Human activity is directly linked to the hot and dry winter in California, according to a paper published in Proceedings of the National Academy of Scientists. Scientists affiliated with two departments at Stanford University (the Department of Environmental Earth System Science and the Stanford Woods Institute for Environment) blamed the historic drought squarely on anthropogenic climate change.
The study used historical statewide data for observed temperature, precipitation and drought in California. Researchers came to a stunning conclusion about the relationship between climate change and the California drought using a process called bootstrapping, which is a technique that lets statisticians use the same sample over and over again to improve their estimates of specific effects. The bootstrapping in this study was used to compare climate data with measures of populations from different time periods to allow for analysis of how changes in population are associated with different climate conditions.

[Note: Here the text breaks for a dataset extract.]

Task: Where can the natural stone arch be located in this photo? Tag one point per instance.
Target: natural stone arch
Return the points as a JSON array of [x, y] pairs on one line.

The study found that the warming across California happens in climate models that include both natural and human factors, but not in simulations that include only natural factors, arstechnica notes. The difference between the two scenarios has a very high level of statistical significance.
In their conclusion, the scientists say their results strongly suggest that human-caused warming has increased the probability of co-occurring temperature and precipitation conditions that have historically led to California’s droughts. They add that continued warming is likely to lead to situations where every future dry period, whether seasonal, annual or multiannual, will come along with historically warm conditions.